Medya : Hearts & Colors - LA On A Saturday Night| Ah nasıl da sarhoşuz bir gece vakti birbirimize. |
***
Dönüm noktalarına inanan bir yapısı yoktu. Hayatı her zaman planların üzerine kurulmuş, mükemmel zamanlamalarıyla her şeyi her zaman kusursuz yerine getirmiş ailesinin taktirini kazanmıştı. 20 yaşına kadar attığı her adım altından başarılara dönüşmüş, tüm duyguları tadarak kendini gerçekleştiren bir adama dönüşmüştü. Hayattan alabileceğini almış, daha fazlasını düşünmeye bile gerek duymamıştı.

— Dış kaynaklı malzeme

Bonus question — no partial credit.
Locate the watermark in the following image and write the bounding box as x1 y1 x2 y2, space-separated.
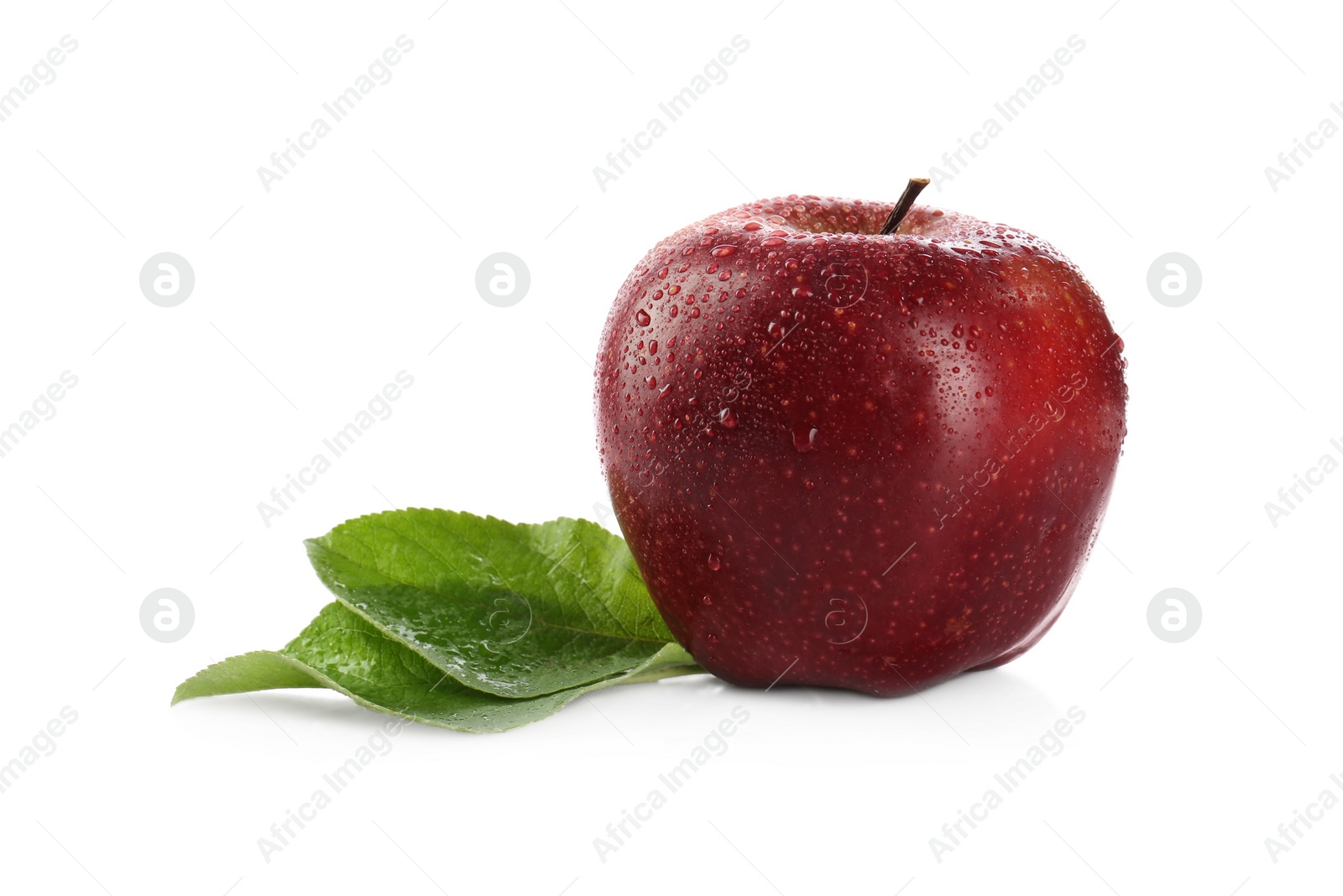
139 587 196 643
593 35 750 193
0 35 79 122
257 370 415 529
1264 439 1343 529
475 253 532 309
257 717 410 865
824 591 868 647
139 253 196 309
1264 103 1343 193
481 590 531 652
932 372 1086 529
1264 774 1343 865
257 35 415 193
1147 587 1204 643
0 370 79 457
928 35 1086 192
928 706 1086 865
1147 253 1204 309
0 707 79 793
593 706 750 865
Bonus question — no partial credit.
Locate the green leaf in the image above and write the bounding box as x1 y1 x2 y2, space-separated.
173 602 703 732
306 508 673 697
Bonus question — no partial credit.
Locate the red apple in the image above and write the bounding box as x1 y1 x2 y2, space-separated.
596 182 1126 695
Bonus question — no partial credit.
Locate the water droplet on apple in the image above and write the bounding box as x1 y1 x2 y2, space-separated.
792 425 821 455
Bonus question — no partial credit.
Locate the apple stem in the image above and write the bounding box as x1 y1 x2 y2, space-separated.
881 177 928 236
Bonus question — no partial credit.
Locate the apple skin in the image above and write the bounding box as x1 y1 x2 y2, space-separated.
596 195 1126 696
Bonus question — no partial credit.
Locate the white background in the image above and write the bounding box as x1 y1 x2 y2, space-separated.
0 0 1343 896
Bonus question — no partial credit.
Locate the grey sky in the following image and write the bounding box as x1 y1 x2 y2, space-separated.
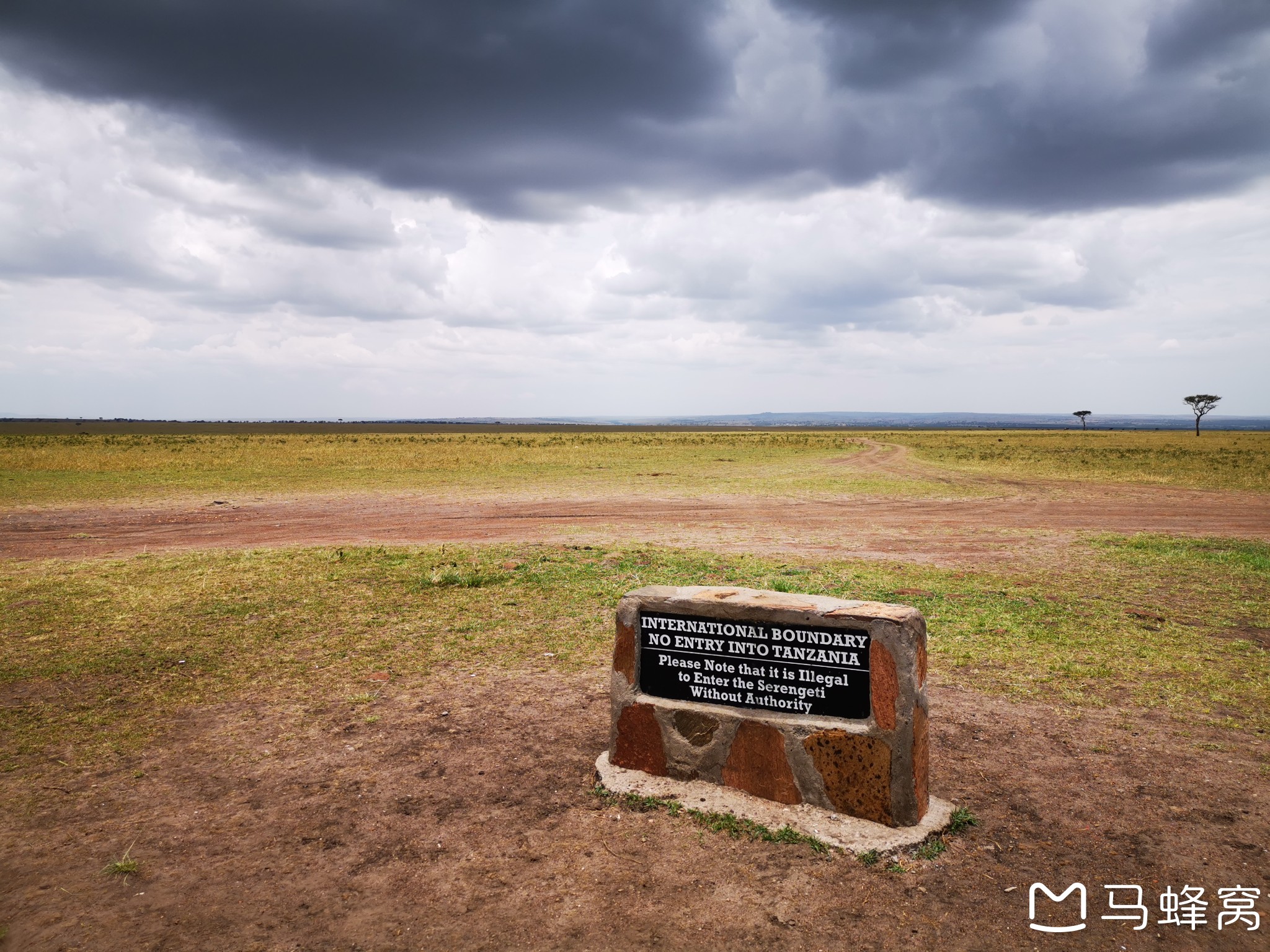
0 0 1270 416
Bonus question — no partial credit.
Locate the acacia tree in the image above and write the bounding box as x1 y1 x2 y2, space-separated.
1183 394 1222 437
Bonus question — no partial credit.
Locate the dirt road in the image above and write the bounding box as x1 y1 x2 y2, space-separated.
0 486 1270 562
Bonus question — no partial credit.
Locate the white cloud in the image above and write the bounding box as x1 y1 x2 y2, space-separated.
0 66 1270 416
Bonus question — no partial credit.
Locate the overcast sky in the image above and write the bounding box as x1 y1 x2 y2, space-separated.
0 0 1270 418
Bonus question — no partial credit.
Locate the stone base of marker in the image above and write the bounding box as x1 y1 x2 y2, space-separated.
606 586 930 839
596 750 952 853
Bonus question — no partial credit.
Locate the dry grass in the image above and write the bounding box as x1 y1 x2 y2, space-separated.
0 536 1270 768
0 431 949 506
0 425 1270 508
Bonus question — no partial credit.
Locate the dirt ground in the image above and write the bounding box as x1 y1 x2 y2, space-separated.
0 671 1270 951
0 485 1270 563
0 459 1270 952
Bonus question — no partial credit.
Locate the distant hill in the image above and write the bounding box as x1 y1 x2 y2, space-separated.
10 413 1270 430
394 413 1270 430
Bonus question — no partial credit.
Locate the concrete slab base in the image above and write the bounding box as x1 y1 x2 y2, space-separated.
596 750 952 853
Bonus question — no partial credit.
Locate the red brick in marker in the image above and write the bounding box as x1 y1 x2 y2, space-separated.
869 638 899 731
612 705 665 777
613 622 635 684
722 721 802 803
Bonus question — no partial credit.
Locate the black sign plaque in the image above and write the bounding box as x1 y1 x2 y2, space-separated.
639 612 869 720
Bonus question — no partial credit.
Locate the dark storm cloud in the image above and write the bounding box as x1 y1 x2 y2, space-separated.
0 0 725 212
0 0 1270 217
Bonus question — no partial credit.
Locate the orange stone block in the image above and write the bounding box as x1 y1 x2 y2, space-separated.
722 721 802 803
612 705 665 777
802 730 895 826
869 641 899 731
913 707 931 820
613 622 635 684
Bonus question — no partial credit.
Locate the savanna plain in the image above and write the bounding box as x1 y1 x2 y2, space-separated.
0 421 1270 950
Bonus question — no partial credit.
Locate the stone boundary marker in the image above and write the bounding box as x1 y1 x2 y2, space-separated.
596 750 952 853
610 585 951 849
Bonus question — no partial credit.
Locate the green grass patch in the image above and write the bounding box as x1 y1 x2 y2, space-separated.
948 806 979 837
0 536 1270 767
102 847 141 881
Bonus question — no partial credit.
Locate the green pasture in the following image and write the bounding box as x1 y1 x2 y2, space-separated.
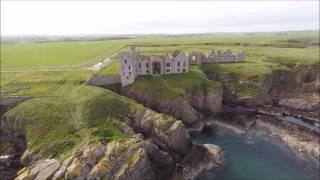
1 32 319 96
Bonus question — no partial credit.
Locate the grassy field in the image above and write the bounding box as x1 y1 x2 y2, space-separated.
1 32 319 95
6 86 141 159
125 65 221 100
0 32 319 159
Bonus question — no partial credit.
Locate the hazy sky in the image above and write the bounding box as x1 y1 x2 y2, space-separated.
1 1 319 35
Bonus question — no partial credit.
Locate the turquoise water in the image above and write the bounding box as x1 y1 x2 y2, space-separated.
192 130 320 180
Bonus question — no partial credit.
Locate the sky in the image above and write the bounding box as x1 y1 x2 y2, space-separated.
1 0 319 35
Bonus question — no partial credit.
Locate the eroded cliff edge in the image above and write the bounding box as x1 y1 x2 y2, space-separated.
2 87 223 179
121 64 320 159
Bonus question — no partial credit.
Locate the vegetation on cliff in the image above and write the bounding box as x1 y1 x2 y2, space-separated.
6 86 138 158
124 65 221 100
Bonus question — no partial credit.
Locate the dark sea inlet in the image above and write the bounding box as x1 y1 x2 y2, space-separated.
192 130 320 180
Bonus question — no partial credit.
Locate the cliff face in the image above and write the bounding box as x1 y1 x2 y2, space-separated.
202 64 320 159
207 64 320 117
257 64 320 111
122 89 222 129
1 88 223 180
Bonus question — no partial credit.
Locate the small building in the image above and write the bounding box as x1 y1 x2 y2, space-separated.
120 46 189 86
120 46 246 86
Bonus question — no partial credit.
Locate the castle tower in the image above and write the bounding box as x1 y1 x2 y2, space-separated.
119 46 136 86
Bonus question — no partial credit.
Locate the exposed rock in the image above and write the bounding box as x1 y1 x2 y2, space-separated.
256 115 320 159
278 98 320 111
121 83 222 129
16 159 60 180
52 156 74 180
35 161 60 180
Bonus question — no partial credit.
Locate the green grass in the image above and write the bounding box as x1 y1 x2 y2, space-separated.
1 70 93 96
99 59 120 75
1 40 124 70
240 87 257 97
125 66 220 100
1 32 319 160
6 86 141 159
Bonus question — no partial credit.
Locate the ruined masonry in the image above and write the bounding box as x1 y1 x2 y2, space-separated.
120 46 246 86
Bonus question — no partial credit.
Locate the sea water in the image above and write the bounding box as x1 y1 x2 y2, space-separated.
192 130 320 180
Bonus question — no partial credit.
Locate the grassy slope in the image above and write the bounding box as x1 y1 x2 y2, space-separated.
1 70 93 96
125 66 220 100
6 86 141 159
1 33 319 158
1 40 124 70
99 59 120 75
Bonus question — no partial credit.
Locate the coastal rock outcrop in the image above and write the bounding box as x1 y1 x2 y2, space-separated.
121 82 223 129
255 115 320 160
11 108 223 180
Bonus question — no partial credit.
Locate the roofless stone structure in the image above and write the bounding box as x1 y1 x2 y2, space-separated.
120 46 246 86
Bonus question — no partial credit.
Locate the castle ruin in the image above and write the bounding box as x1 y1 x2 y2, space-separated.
120 46 246 86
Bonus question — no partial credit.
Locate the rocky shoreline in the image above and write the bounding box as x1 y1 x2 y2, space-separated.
0 65 320 180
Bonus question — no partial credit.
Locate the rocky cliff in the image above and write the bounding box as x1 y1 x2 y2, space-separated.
202 64 320 159
2 87 223 180
121 67 223 129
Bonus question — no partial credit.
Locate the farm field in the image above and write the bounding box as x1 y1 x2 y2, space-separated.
1 32 319 96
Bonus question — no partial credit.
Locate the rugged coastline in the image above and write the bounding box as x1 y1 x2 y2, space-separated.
1 61 320 179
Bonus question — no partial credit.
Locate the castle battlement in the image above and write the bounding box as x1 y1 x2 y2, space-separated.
119 46 246 86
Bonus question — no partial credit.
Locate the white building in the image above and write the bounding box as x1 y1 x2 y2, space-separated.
120 46 189 86
120 46 246 86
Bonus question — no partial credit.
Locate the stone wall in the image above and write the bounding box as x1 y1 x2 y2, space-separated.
87 74 121 86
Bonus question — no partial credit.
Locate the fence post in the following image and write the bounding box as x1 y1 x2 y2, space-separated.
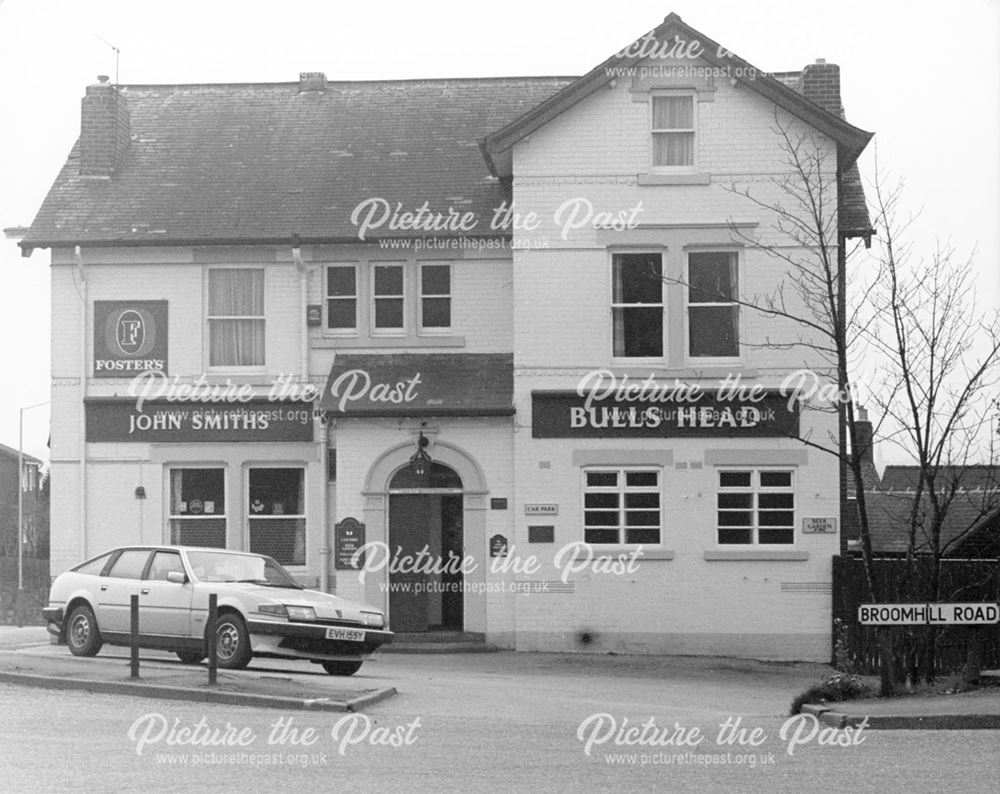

Evet evet, kasvetli, yağmur bulutlarının sardığı gökyüzünün altında meydanın ortasında bir adamla kavga eden Jung Hoseok ile karşılaşmadan önce tam olarak böyle düşünüyordu. Sabahın 7' sinde kendisi ayılmak için sütsüz, şekersiz zift misali kahvesini astığı suratıyla yudumlarken yanlışlıkla dirseğini kapıya çarpmış ve camın aşağı inmesine sebep olmuştu. Soğuk hava yüzüne çarpınca camı tekrar kapamak için hareketlendiğinde kulaklarına derinden, dolu dolu bir kaç küfür duymuştu. Saraylarda büyümemişti, elbette küfür biliyordu ama çocukken bile hatta, sürekli sakinleştirici kullanan komşularının penceresini istemeden şut atarak kırdığında bile böyle dolu dolu, içten söylenen küfürler duymamıştı. Kocaman açtığı gözleriyle bakarken görmüştü onu.
"Efendim?"
Bilinçsizce tek elini kaldırıp şöförü susturduğunda adamı daha rahat duyabilmek - aslında görebilmek için - kapıyı açarak dışarı çıkmış, istemsizce başını yana yatırarak ellerini kumaş pantolonunun ceplerine yerleştirmişti. Kızıl saçları, hararetli konuşmasının etkisi olarak dalgalanıyor, ince zarif elleri yumruk halini alarak sürekli ileri atılıyordu. Gri takım elbisesi, siyah saçlarıyla orada, meydanın tam ortasında kızıl saçları, hibbi tarzı kıyafetleriyle hiç görmediği kadar canlı bir adama baktı bir süre boyunca. Arkasına aldığı küçük çocuğu fark etmesi ona dönerek gülümsemesiyle olmuştu.
Kim Namjoon unutamamıştı.
Beyaz pamuklarla bezenmiş gibi yumuşak kahkahaları hala kulağında, o günkü gülüşü, güzel yüzünün ifadesi unutulmaya imkan vermeyeceğini ifade edercesine hala zihnindeydi.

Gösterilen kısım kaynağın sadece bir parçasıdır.